If he had asked for my advice in the beginning I would have advised him to list all the people who it might have been.

It does beggar the question, when he wrote to the police saying “it definitely wasn’t me but I don’t know who it was” why the police didn’t advise him to name all possible drivers?

 

West Mercia Police Get it Wrong in Fail to Disclose Drivers Details Case.

 

Had a very interesting case in court this week.

My client, a man of good character with no speeding convictions in the last 25 years, was sent a Notice of Intended Prosecution for speeding.

At the time, he wasn’t sure who was driving so asked for a photograph. The photo, as normal, did not help.

My client returned the Notice of Intended Prosecution, correctly filling in the part that was headed “I WAS THE DRIVER OF THE VEHICLE AT THE TIME OF THE ALLEGED OFFENCE AND I WISH TO ACCEPT THE CONDITIONAL OFFER” (their capitals not mine) and signed it. He also sent his licence and a cheque for £60 to pay the fixed penalty.

He then added a covering letter stating words to the effect of  ‘I have little choice but to accept the fine even though I may not have been driving. I feel I am being punished for failing to provide the driver’s details rather than speeding.’

He then went on to enquire whether they would allow him to take the speed awareness course instead.

The police returned it effectively saying it was an equivocal plea and prosecuted him for failing to provide the driver’s details, which carries 6 points as opposed to the 3 for speeding.

We pleaded not guilty. Our defence was that the signed S172 was definitive proof that he was the driver and the letter accompanying it carried no weight.

We relied on the cases of Michael Mawdesley, Dwight Yorke v Chief Constable of Cheshire Constabulary [2003] EWHC 1586 (ADMIN) and also Hatton v Chief Constable of Devon and Cornwall Constabulary [2008] EWHC 209 (ADMIN).

The first case was different from ours but there was a useful comment from the Judge that “the form used by (the police)… enables it to be used under s12 of the RTOA as definitive proof that the accused was the driver on the relevant occasion

Hatton V CC of Devon and Cornwall was similar to our case. Here the driver returned the form correctly filled in and signed with a note stating that it was not to be used in criminal proceedings. The court stated – “It seems to me quite clear that the statement of the claimant in his reply to the Chief Constable gave the necessary information, stating that he was indeed the driver at the material time.
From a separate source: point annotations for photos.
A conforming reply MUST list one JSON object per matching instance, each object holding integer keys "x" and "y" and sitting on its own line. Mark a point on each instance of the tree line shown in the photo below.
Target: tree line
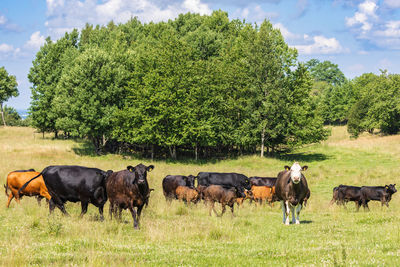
{"x": 196, "y": 85}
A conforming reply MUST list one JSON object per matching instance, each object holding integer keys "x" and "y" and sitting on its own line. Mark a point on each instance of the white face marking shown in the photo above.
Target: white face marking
{"x": 295, "y": 173}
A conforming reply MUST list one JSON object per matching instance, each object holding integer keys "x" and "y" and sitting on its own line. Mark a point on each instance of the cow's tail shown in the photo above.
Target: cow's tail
{"x": 26, "y": 184}
{"x": 6, "y": 190}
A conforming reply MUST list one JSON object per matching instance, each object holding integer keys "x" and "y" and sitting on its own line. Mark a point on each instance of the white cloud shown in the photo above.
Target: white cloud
{"x": 393, "y": 3}
{"x": 364, "y": 16}
{"x": 36, "y": 41}
{"x": 321, "y": 45}
{"x": 66, "y": 15}
{"x": 5, "y": 48}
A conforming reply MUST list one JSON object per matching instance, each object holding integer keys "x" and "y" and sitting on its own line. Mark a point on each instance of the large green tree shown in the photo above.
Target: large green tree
{"x": 8, "y": 88}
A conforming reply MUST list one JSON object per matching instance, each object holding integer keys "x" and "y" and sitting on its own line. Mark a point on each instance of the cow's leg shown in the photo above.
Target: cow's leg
{"x": 52, "y": 206}
{"x": 139, "y": 212}
{"x": 84, "y": 205}
{"x": 10, "y": 197}
{"x": 101, "y": 207}
{"x": 111, "y": 209}
{"x": 223, "y": 209}
{"x": 133, "y": 212}
{"x": 298, "y": 209}
{"x": 233, "y": 215}
{"x": 293, "y": 211}
{"x": 39, "y": 199}
{"x": 287, "y": 222}
{"x": 283, "y": 206}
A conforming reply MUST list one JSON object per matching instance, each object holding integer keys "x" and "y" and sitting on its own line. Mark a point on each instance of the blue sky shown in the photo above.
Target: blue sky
{"x": 358, "y": 35}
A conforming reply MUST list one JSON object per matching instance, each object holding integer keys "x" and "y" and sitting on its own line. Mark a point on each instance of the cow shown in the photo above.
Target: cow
{"x": 220, "y": 194}
{"x": 378, "y": 193}
{"x": 248, "y": 195}
{"x": 75, "y": 184}
{"x": 171, "y": 182}
{"x": 227, "y": 180}
{"x": 187, "y": 194}
{"x": 291, "y": 189}
{"x": 128, "y": 189}
{"x": 263, "y": 193}
{"x": 16, "y": 179}
{"x": 347, "y": 193}
{"x": 262, "y": 181}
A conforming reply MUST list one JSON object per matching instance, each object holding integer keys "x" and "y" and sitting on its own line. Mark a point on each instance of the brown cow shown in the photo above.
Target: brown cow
{"x": 291, "y": 189}
{"x": 248, "y": 195}
{"x": 128, "y": 189}
{"x": 263, "y": 193}
{"x": 187, "y": 194}
{"x": 16, "y": 179}
{"x": 217, "y": 193}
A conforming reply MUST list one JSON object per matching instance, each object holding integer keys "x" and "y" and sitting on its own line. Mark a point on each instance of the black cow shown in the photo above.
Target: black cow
{"x": 292, "y": 190}
{"x": 74, "y": 184}
{"x": 262, "y": 181}
{"x": 171, "y": 182}
{"x": 227, "y": 180}
{"x": 379, "y": 193}
{"x": 128, "y": 189}
{"x": 347, "y": 193}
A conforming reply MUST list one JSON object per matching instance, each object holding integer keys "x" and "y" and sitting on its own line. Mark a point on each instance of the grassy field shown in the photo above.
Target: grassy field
{"x": 179, "y": 235}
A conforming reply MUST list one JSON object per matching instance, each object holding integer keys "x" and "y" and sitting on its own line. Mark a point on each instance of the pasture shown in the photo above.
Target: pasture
{"x": 179, "y": 235}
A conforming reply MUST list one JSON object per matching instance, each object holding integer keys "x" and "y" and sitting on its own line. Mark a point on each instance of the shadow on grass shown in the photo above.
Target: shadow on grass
{"x": 86, "y": 148}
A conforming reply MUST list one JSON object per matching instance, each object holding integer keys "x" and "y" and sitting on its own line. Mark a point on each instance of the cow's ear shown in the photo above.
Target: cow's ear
{"x": 150, "y": 168}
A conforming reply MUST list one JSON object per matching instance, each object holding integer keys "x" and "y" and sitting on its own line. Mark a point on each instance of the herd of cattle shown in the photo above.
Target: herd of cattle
{"x": 129, "y": 189}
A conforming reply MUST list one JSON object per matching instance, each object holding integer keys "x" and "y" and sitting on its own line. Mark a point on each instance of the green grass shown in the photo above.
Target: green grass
{"x": 179, "y": 235}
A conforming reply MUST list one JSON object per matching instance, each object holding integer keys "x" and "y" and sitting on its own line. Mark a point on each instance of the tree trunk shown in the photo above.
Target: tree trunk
{"x": 262, "y": 142}
{"x": 2, "y": 114}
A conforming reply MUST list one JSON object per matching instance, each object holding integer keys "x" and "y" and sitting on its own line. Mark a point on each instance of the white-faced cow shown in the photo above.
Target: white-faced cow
{"x": 292, "y": 190}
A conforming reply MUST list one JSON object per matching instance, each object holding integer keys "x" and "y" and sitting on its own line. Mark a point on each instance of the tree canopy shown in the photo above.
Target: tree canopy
{"x": 196, "y": 84}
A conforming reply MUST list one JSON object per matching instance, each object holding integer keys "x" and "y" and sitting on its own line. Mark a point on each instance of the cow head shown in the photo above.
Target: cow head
{"x": 190, "y": 181}
{"x": 246, "y": 183}
{"x": 295, "y": 172}
{"x": 391, "y": 189}
{"x": 140, "y": 172}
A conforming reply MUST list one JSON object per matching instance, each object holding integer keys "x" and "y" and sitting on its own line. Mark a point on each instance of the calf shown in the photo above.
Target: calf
{"x": 378, "y": 193}
{"x": 187, "y": 194}
{"x": 347, "y": 193}
{"x": 248, "y": 195}
{"x": 263, "y": 193}
{"x": 16, "y": 179}
{"x": 129, "y": 189}
{"x": 171, "y": 182}
{"x": 217, "y": 193}
{"x": 292, "y": 190}
{"x": 262, "y": 181}
{"x": 74, "y": 184}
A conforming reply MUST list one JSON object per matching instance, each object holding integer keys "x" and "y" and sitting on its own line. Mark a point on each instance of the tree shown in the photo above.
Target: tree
{"x": 44, "y": 75}
{"x": 89, "y": 92}
{"x": 8, "y": 88}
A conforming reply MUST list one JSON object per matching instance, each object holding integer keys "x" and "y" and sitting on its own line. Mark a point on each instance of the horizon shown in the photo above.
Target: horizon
{"x": 360, "y": 36}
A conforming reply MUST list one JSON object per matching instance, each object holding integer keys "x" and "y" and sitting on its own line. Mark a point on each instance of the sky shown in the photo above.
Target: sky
{"x": 359, "y": 35}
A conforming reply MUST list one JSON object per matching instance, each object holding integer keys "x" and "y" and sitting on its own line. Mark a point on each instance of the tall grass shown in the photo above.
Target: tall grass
{"x": 179, "y": 235}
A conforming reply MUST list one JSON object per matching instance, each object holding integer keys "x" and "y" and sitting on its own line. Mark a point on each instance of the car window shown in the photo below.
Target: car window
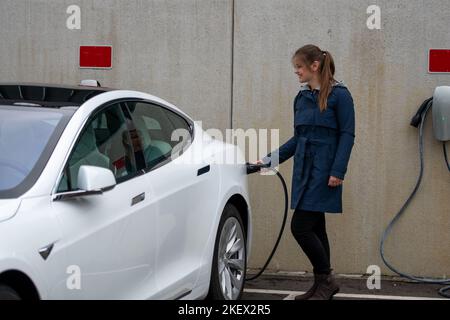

It is true that he purported to include in it an indication that it could not be used for any purpose. I am afraid that that indication was not worth the paper it was written on.”

They referred to s12 of the RTOA –

(1) Where on the summary trial in England and Wales of an information for an offence to which this subsection applies [it applies to speeding] —

(a) it is proved to the satisfaction of the court, on oath or in manner prescribed by rules … that a requirement under section 172(2) of the Road Traffic Act 1988 to give information as to the identity of the driver of a particular vehicle on the particular occasion to which the information relates has been served on the accused by post, and

(b) a statement in writing is produced to the court purporting to be signed by the accused that the accused was the driver of that vehicle on that occasion,

the court may accept that statement as evidence that the accused was the driver of that vehicle on that occasion.”

I addressed the court and explained that my client had confirmed on oath that his intention was that he would accept the fixed penalty but hoped we would be offered the speed awareness course. If the police had simply cashed the cheque and put points on his licence then he would not have complained.

I further added that if  he was taken to court for the speeding rather than being given a fixed penalty (for example, if he had been so far over the limit that a fixed penalty was not appropriate) he would not be able to argue that he was not the driver. If he tried, the CPS would jump up and wave this document and say “you admitted you were the driver, this is a legal document signed by you confirming you were driving”

The court accepted our defence and found him not guilty. He was never prosecuted for speeding, his cheque was returned uncashed and his licence remains clean.

They do say a bird in the hand is worth 2 in the bush?